The Absolute 5 Worst Types of People to Sit Next to on a Plane

By Adventure 10 Comments

This week I have been on ten planes. I like to travel and every time we take off, I still enjoy the thrill of flying and being 30,000+ feet in the air!

However, whether you travel a little or a lot or whether you like planes or not, there are certain people that are horrible to sit next to.

These are the five worst types of people to sit next to on a plane and how to deal with them (yes, I have experienced them all):

The Bloody Nose
I am ready for my three-hour flight to the East Coast and as the first wheel leaves the ground, the guy’s nose next to me turns on like a bloody faucet. His blood starts splashing all over his shirt, legs and no one has a napkin! I am freaking out because I can’t stand blood but also trying not to make this guy feel embarrassed. This is the worst of them all for me!

How to deal with it: ALWAYS carry a napkin with you. Now in my computer bag, I have several napkins just in case this ever happens again I can assist the person sitting next to me and avoid any blood splatter on my pants!

The Electric Shaver
As I close my eyes to try to get some sleep during my red-eye flight, I hear that familiar “buzzzzzz” go right next to me and see my good ol’ seatmate is shaving his scruff on the plane! Are you serious? I kept finding little black hairs on my pants the entire trip! Not cool man, not cool.

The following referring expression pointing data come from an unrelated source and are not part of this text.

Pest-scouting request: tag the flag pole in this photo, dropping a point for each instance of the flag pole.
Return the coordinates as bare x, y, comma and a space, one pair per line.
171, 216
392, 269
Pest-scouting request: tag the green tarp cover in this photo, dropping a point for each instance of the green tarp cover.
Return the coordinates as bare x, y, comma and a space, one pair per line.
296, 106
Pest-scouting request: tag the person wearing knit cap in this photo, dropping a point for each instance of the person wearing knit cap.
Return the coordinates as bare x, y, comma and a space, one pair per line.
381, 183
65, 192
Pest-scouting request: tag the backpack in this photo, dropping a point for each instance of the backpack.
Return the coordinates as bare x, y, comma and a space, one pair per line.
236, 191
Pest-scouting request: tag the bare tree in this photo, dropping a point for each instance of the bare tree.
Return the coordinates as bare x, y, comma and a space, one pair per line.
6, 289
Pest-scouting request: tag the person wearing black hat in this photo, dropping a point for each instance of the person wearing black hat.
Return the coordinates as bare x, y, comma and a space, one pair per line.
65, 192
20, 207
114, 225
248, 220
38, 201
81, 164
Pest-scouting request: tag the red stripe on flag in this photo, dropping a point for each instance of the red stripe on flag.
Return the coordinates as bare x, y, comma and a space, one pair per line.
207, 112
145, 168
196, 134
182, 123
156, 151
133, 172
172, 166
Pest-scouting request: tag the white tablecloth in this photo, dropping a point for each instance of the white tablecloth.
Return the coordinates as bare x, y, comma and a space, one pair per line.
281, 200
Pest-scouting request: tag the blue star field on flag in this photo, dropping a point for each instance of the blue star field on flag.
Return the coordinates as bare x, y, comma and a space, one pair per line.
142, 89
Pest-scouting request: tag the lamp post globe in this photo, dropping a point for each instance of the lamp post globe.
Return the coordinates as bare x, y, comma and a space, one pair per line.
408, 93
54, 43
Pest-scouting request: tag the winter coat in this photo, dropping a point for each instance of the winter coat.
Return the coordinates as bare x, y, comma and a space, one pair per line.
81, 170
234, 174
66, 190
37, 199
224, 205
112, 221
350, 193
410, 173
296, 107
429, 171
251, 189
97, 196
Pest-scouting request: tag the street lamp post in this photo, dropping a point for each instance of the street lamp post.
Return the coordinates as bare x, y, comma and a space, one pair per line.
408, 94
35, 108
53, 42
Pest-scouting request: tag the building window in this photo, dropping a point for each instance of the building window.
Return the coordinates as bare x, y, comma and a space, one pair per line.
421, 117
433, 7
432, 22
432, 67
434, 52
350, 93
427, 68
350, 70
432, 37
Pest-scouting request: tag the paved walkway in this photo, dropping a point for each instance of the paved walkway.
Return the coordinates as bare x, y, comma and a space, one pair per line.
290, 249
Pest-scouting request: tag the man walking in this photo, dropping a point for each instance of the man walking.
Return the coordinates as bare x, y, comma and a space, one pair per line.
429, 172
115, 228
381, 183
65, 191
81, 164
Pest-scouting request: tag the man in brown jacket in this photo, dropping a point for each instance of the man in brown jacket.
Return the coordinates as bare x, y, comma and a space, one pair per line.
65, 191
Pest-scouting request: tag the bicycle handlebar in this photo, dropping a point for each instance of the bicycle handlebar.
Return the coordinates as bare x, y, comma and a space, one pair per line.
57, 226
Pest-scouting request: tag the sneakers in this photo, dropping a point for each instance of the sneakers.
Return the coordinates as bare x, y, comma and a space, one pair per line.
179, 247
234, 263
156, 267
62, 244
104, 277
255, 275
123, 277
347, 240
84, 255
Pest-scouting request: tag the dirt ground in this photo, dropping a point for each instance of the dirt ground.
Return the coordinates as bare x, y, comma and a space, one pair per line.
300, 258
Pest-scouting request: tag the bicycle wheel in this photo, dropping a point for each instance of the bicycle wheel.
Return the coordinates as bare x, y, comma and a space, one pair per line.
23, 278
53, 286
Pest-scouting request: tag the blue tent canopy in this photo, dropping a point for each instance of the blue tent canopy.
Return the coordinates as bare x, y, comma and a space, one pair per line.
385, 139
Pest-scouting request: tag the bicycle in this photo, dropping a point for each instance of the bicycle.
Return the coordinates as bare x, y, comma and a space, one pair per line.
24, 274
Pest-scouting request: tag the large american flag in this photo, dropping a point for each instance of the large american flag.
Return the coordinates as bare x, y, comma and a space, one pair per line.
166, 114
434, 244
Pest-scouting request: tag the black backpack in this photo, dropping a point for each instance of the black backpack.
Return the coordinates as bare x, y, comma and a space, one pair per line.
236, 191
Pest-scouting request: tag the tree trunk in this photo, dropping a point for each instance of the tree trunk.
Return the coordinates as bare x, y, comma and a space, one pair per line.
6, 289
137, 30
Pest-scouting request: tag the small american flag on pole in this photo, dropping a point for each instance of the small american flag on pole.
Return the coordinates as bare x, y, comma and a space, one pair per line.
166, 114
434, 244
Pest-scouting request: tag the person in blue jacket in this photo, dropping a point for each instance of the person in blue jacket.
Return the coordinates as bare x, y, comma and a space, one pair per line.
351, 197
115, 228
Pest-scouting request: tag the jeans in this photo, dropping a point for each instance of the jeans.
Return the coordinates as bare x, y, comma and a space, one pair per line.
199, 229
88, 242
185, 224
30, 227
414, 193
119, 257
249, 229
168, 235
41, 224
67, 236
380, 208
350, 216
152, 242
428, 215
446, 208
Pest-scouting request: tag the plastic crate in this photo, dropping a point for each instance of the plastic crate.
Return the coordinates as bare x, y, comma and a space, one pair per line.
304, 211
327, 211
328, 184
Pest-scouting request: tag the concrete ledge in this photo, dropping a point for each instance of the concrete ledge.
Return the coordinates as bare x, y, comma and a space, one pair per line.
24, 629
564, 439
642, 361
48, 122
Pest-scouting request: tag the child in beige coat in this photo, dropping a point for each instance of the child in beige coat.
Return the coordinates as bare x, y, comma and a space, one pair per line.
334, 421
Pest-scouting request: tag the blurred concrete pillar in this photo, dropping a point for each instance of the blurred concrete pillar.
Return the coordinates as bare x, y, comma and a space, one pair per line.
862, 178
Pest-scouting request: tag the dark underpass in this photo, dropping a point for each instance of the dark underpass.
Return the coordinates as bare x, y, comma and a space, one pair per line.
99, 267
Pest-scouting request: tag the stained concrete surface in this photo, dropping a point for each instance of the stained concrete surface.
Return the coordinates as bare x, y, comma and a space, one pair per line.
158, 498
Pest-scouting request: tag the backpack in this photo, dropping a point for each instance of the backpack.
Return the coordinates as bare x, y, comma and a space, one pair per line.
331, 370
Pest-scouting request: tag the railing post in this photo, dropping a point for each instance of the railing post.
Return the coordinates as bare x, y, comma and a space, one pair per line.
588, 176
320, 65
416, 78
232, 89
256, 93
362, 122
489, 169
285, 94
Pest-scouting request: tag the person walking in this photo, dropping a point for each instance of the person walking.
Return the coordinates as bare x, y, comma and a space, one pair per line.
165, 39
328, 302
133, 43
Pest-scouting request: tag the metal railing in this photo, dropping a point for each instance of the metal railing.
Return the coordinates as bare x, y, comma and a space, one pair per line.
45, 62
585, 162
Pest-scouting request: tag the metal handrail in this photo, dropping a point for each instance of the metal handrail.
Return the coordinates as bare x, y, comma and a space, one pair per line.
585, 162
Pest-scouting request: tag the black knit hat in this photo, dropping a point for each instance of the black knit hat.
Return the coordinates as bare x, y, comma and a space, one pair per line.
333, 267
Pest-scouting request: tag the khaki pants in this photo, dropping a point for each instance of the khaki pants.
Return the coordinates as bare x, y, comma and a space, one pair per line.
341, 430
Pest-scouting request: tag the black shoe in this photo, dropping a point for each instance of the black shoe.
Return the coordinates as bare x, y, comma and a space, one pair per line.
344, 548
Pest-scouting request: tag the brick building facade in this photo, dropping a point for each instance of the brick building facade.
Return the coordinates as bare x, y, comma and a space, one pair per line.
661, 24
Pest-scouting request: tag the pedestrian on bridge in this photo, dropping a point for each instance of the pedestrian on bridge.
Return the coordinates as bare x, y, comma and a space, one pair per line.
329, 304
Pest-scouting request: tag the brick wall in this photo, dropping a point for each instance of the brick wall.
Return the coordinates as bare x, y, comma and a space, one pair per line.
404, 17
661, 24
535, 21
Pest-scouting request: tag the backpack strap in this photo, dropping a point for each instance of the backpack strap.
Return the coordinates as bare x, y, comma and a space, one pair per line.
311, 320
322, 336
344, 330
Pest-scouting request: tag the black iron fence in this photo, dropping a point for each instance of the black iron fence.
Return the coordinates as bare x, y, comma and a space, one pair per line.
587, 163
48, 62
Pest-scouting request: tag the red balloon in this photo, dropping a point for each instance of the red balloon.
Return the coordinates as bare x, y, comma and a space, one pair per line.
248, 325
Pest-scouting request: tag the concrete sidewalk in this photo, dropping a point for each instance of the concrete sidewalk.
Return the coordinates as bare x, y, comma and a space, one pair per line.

How to deal with it: I wish I could tell you I said something, but truthfully I was so shocked and was processing what this guy was thinking that I couldn’t say anything. I literally was speechless. Next time this happens however, I will be ready to politely ask the man (or hairy lady) to wait to do that in the bathroom because I don’t wont their little hairs all over my bag and pants!

The Horrible Breath
I can take bad breath sometimes but not the constant flow of it in my face from the energetic person who wants to tell you their entire life story in two-hours. When you are sitting on a plane, you are pretty close to each other. Make sure you check your breath every now and again!

How to deal with it: Have a variety of mints and gum with you to offer them. Make it look like you want a piece first. I pop one into my mouth and then ask “would you like some gum or a mint?” this has worked 90% of the time because most people don’t like to say no and they enjoy the satisfaction of scoring a free piece of candy!

The One With BO
Oh you know what I am talking about. The one who you can smell two seats up and the one who smells like they shower using man sweat, sock juice and small bits of sewer water! The one who you try to avoid at all cost because you don’t want to get a headache from their bad odor body fumes!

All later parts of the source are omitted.